The Federal Reserve raises interest rates to curb inflation, but high interest rates also mean that it has to bear substantial interest expenditures. Rather than controlling global capital through monetary policy, the Federal Reserve is now paying for its own high interest costs.

In the coming years, it is expected that the Federal Reserve's losses will continue to expand, and it will be difficult to fill these fiscal holes until 2027.

This is because the interest costs borne by the Federal Reserve will not easily decrease unless it significantly lowers interest rates. But the problem is that the Federal Reserve cannot easily lower interest rates now.

If interest rates are lowered too quickly, it may lead to capital flight, a weakening dollar, and exacerbated inflation problems. Therefore, the Federal Reserve is in a dilemma, wanting to suppress inflation but unable to bear the pressure of continuous interest rate hikes and losses.

Compared with the predicament faced by the United States, China's capital market has performed relatively steadily. Recently, although the exchange rate of the renminbi has fluctuated, it has generally maintained a relatively stable level, attracting more global capital to flow into the Chinese market.

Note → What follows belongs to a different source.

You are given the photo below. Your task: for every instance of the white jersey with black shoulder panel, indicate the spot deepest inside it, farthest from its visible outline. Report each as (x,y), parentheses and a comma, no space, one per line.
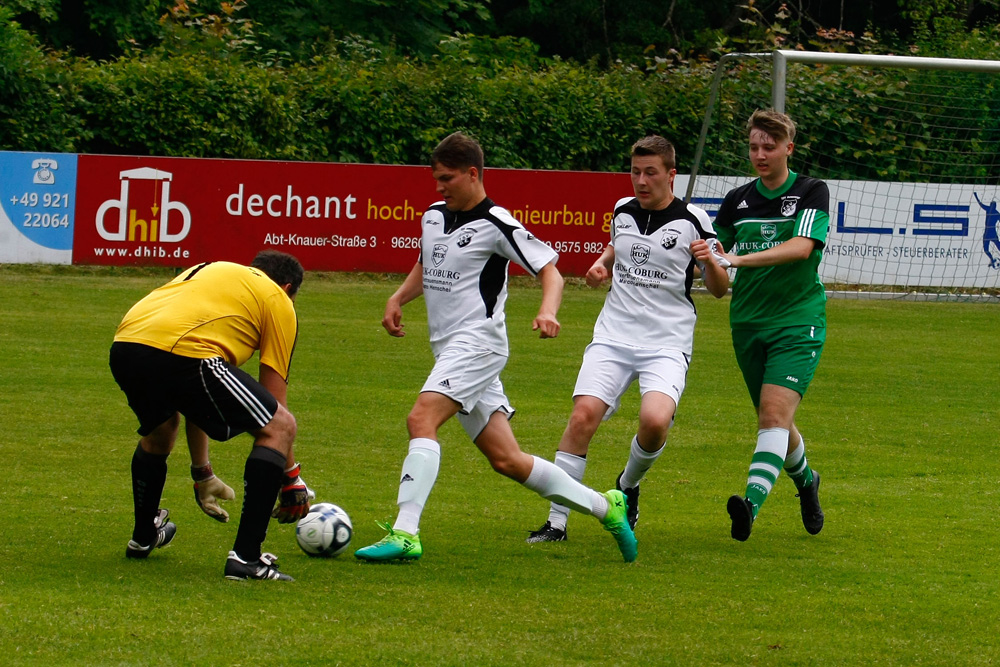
(649,304)
(465,257)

This phenomenon has surprised many analysts, as theoretically, more funds should flow back to the United States under the Federal Reserve's interest rate hikes. However, the strong performance of the A-share market and the continuous recovery of China's economy have attracted a large amount of foreign capital to enter the Chinese market.

Especially with the introduction of a series of favorable policies in China, many long-term investors are optimistic about the potential of the Chinese market. This has also made the renminbi's exchange rate more resilient in the process of global capital flows.

Faced with fiscal deficits and the Federal Reserve's huge losses, how long can the United States hold on? This is a question that many people care about.The Federal Reserve's current high-interest-rate policy has imposed a significant financial burden on the United States, particularly with the soaring interest on national debt making life increasingly difficult for the Treasury Department. The Fed aims to attract capital backflow through high interest rates, but this policy itself has plunged it into a quagmire of losses.

In the coming years, if the United States continues to maintain high interest rates, the Treasury's interest expenditures will further increase, exacerbating the deficit problem.

Should the Federal Reserve be compelled to lower interest rates to alleviate its own pressure from losses, the international status of the US dollar may be affected, and the risk of capital flight could rise. At that point, whether the United States can continue to sustain its current economic conditions would really be a big question mark.